Price goes on to cite Mind Children by roboticist Hans Moravec, written in 1988, as becoming a manifesto for this movement, laying out the notion later pursued by various science fiction writers that robots would become more intelligent than we are and would–and should–replace us.
Price also cites podcaster and blogger Daniel Faggella, a popularizer of these ideas who argues that we should work to usher in a “worthy successor to human kind.” “The eternal locus of all moral value and volition until the heat death of the universe will not be f——ing opposable thumbs,” Faggella told Price. “I’m not sure opposable thumbs are steering the ship in, like, 20 years.”
Price, drawing on other critics, note that the Cheerful Apocalyptics tend to despise the human body. And for them, “intelligence” trumps all other values and considerations.
Lanier reports that a common complaint he hears from this crowd is that people who have children tend to be biased in favor of the human species! It’s odd to me that for all of their invocation of evolution–as in thinking that AI is the next step in the evolution of the cosmos–these folks are so little interested in the survival and transmission of their own species. That doesn’t sound very Darwinian to me.

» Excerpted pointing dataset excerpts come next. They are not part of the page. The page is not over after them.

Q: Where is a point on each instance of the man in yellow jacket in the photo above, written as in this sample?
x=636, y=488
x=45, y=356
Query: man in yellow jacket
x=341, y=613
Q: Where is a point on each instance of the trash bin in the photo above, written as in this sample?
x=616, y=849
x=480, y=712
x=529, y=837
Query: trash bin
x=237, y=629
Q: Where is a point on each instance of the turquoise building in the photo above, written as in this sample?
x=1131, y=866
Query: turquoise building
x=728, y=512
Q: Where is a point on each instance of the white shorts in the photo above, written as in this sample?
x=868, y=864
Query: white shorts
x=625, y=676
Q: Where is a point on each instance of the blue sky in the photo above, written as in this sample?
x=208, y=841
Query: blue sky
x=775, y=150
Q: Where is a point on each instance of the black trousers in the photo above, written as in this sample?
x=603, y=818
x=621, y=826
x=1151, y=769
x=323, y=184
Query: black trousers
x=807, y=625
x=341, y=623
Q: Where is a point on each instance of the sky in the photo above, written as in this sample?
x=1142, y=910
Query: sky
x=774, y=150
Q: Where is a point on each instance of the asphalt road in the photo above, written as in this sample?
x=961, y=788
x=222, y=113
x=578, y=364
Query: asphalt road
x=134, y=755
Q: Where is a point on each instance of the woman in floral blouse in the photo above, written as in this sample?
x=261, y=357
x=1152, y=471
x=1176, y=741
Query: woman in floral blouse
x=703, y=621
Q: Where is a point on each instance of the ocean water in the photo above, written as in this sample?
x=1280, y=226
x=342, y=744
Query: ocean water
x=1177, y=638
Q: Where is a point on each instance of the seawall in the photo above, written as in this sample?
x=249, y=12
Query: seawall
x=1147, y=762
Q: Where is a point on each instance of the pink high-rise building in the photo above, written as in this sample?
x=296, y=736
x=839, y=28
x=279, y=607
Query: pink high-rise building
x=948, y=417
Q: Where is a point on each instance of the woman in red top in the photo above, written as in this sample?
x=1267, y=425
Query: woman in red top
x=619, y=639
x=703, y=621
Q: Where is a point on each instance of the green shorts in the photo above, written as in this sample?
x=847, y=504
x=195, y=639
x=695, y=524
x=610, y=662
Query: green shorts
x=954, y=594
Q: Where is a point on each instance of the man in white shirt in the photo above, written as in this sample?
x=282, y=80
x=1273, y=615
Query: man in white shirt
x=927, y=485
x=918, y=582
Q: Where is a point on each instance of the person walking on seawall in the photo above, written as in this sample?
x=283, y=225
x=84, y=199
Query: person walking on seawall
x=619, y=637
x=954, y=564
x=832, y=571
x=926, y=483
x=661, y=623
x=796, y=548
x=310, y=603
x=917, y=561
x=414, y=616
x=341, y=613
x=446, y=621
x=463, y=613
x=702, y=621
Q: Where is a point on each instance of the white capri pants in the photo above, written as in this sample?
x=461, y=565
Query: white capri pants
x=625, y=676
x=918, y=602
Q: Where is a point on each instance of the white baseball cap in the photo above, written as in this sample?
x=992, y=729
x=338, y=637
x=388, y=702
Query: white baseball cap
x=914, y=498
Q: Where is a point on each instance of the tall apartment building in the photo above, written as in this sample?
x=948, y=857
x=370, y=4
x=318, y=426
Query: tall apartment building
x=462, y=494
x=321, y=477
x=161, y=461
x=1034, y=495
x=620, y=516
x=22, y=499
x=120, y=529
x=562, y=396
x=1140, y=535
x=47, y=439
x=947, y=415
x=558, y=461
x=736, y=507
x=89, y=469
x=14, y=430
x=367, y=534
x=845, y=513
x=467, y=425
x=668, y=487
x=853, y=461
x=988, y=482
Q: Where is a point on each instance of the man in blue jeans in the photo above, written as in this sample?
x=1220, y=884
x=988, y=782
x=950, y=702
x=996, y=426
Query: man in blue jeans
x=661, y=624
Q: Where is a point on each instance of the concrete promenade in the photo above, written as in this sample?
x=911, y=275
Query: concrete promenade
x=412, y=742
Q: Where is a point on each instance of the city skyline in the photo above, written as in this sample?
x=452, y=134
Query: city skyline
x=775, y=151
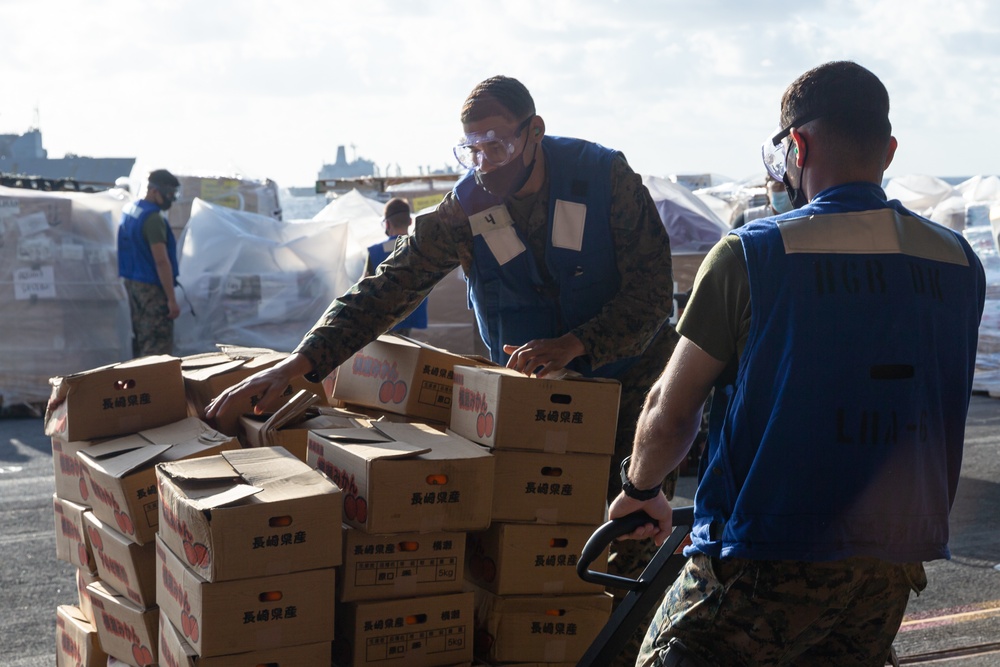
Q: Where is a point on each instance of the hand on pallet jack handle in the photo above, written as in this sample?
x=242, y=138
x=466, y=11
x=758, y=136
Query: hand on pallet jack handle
x=598, y=544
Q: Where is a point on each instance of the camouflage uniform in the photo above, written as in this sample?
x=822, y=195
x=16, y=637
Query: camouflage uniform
x=625, y=327
x=737, y=611
x=152, y=330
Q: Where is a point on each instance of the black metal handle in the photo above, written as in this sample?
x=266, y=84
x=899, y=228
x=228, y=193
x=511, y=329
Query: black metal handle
x=613, y=529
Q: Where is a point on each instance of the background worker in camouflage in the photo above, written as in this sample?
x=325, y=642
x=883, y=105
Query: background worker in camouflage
x=147, y=262
x=567, y=259
x=841, y=340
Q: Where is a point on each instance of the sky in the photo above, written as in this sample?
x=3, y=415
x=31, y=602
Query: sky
x=271, y=88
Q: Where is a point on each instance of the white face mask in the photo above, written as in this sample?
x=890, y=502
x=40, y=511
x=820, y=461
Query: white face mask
x=780, y=201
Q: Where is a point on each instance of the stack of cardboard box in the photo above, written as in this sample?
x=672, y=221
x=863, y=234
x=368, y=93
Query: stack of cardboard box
x=552, y=441
x=245, y=559
x=109, y=427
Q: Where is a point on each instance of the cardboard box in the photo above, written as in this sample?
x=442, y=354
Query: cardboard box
x=401, y=375
x=227, y=617
x=406, y=477
x=529, y=559
x=249, y=513
x=77, y=644
x=127, y=567
x=72, y=544
x=541, y=487
x=504, y=409
x=122, y=477
x=289, y=426
x=416, y=632
x=540, y=628
x=70, y=477
x=175, y=652
x=127, y=632
x=117, y=399
x=206, y=375
x=398, y=565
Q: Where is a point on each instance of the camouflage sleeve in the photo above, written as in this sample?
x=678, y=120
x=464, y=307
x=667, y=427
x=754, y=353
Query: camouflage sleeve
x=628, y=322
x=441, y=240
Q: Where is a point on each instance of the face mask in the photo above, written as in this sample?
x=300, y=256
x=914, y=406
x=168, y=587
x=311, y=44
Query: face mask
x=507, y=180
x=780, y=202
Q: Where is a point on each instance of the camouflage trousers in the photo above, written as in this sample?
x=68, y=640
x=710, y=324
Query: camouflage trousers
x=743, y=612
x=152, y=330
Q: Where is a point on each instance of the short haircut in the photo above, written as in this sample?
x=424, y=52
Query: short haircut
x=163, y=179
x=849, y=103
x=395, y=206
x=510, y=93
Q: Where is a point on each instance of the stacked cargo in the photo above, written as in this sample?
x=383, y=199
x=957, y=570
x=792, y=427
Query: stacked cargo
x=109, y=427
x=245, y=559
x=552, y=441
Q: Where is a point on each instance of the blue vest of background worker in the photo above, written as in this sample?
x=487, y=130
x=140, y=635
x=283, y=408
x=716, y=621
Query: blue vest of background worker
x=396, y=220
x=514, y=302
x=147, y=262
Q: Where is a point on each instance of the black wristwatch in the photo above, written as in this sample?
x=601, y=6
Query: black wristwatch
x=628, y=488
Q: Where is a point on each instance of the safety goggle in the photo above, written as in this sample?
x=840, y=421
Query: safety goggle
x=479, y=147
x=774, y=150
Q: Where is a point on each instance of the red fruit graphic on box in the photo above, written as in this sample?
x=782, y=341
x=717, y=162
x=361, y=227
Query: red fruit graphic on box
x=399, y=393
x=142, y=655
x=95, y=538
x=385, y=391
x=489, y=570
x=196, y=553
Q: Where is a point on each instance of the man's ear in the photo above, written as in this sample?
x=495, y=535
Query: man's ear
x=893, y=145
x=536, y=129
x=799, y=149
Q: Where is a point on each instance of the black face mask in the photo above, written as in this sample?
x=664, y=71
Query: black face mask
x=507, y=180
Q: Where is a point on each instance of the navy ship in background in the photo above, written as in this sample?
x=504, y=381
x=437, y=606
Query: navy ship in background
x=25, y=163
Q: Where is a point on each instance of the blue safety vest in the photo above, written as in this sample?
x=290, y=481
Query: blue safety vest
x=377, y=254
x=842, y=434
x=512, y=302
x=135, y=259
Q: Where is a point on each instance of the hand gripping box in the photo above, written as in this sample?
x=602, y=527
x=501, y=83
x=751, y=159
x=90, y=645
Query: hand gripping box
x=77, y=644
x=72, y=544
x=249, y=513
x=529, y=559
x=117, y=399
x=290, y=424
x=127, y=631
x=384, y=566
x=406, y=477
x=504, y=409
x=416, y=632
x=127, y=567
x=227, y=617
x=538, y=628
x=401, y=375
x=175, y=652
x=122, y=476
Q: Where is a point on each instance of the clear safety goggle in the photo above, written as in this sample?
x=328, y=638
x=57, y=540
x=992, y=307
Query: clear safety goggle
x=774, y=150
x=479, y=147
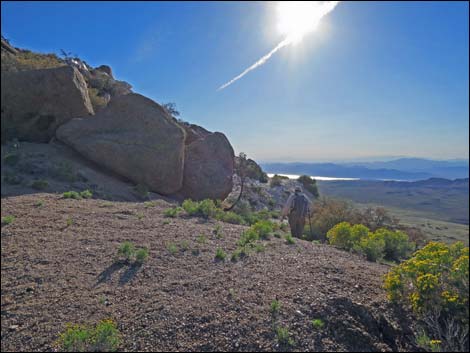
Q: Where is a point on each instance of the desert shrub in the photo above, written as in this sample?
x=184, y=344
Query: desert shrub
x=71, y=195
x=86, y=194
x=283, y=336
x=201, y=239
x=340, y=236
x=64, y=171
x=172, y=248
x=77, y=195
x=239, y=253
x=318, y=324
x=248, y=236
x=126, y=250
x=141, y=255
x=220, y=254
x=28, y=60
x=393, y=245
x=372, y=247
x=7, y=219
x=327, y=213
x=11, y=159
x=275, y=307
x=434, y=283
x=184, y=245
x=103, y=337
x=172, y=212
x=229, y=217
x=276, y=180
x=205, y=208
x=263, y=228
x=397, y=244
x=290, y=239
x=309, y=184
x=40, y=184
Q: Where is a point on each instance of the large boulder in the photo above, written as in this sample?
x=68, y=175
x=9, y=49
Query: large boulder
x=133, y=137
x=36, y=102
x=208, y=167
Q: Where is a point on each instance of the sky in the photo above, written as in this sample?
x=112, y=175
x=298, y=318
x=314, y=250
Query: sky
x=376, y=79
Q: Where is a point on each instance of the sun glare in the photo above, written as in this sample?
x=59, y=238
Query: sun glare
x=297, y=18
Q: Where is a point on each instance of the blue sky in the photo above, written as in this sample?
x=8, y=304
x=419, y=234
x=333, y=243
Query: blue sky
x=376, y=79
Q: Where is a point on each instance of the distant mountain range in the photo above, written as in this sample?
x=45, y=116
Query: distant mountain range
x=408, y=169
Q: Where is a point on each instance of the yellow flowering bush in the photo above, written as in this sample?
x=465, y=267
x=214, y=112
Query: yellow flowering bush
x=434, y=283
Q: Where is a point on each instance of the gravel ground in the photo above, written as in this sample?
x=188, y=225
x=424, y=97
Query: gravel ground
x=58, y=266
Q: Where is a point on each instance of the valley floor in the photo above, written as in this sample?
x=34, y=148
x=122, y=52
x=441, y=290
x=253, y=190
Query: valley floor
x=58, y=266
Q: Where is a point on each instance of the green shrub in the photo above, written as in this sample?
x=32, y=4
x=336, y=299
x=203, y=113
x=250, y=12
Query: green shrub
x=172, y=248
x=71, y=195
x=40, y=184
x=372, y=247
x=11, y=159
x=276, y=180
x=184, y=245
x=172, y=212
x=201, y=239
x=103, y=337
x=205, y=208
x=397, y=244
x=275, y=307
x=28, y=60
x=259, y=247
x=283, y=336
x=141, y=255
x=229, y=217
x=220, y=254
x=289, y=239
x=239, y=253
x=318, y=324
x=86, y=194
x=64, y=171
x=341, y=236
x=434, y=282
x=126, y=250
x=7, y=219
x=393, y=245
x=263, y=228
x=248, y=236
x=218, y=231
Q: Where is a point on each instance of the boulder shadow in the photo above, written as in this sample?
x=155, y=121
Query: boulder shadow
x=130, y=273
x=106, y=275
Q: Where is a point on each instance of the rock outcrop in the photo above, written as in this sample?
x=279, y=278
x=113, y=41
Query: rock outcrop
x=135, y=138
x=36, y=102
x=208, y=167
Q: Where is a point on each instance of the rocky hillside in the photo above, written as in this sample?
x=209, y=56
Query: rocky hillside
x=45, y=98
x=58, y=267
x=67, y=126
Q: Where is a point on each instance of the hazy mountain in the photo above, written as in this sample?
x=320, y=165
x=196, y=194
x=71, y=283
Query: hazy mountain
x=400, y=169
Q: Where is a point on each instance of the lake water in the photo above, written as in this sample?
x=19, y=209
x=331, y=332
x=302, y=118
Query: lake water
x=316, y=177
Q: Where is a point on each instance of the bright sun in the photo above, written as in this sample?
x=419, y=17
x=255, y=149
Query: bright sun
x=297, y=18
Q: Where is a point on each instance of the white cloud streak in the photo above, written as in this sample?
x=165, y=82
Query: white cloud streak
x=326, y=8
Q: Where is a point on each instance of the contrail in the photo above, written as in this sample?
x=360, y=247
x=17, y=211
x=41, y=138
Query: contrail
x=256, y=64
x=326, y=8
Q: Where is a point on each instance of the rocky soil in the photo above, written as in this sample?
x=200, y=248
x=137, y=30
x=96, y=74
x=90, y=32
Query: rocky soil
x=58, y=266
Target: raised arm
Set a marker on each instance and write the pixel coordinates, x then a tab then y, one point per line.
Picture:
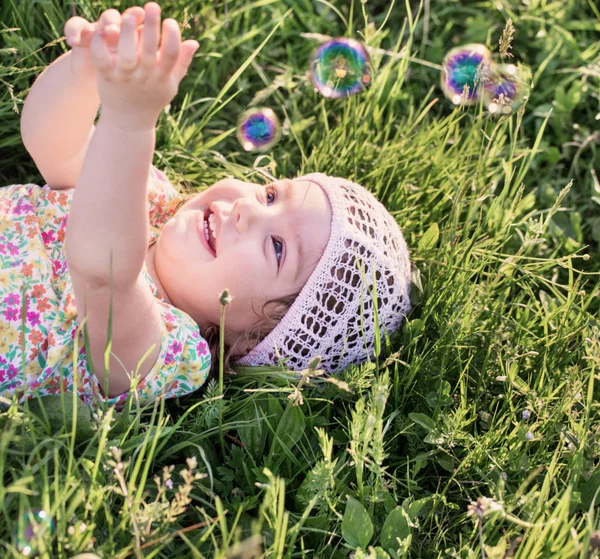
58	116
57	121
109	212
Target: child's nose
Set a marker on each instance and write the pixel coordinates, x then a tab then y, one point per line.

Price, to his credit, cuts to the real issues:
One possible response is the Judeo-Christian idea that humankind was uniquely created in God’s image. Of course, the Cheerful Apocalyptics would see any such spiritual belief as inadmissible. But their view of intelligence alone as conferring rightful supremacy is itself a spiritual belief that needs to be defended or rejected. What does it imply for the moral rights of less intelligent humans versus smarter ones? What does it mean for theories of justice that are founded on the equal moral worth of persons?
The whole school of thought can sometimes feel like the ultimate revenge fantasy of disaffected smart kids, for whom the triumph of their AI proxies amounts to sweet victory over lesser mortals.
The nihilism of the Cheerful Apocalyptics is pathetic, really, a mashup of pride and self-loathing, technological fantasy and contempt for others. They are trapped in a technological gnosticism. Having children might indeed help them appreciate what it means to be human. Having children might also teach them the difference between virtual reality and actual reality, artificial intelligence and common sense.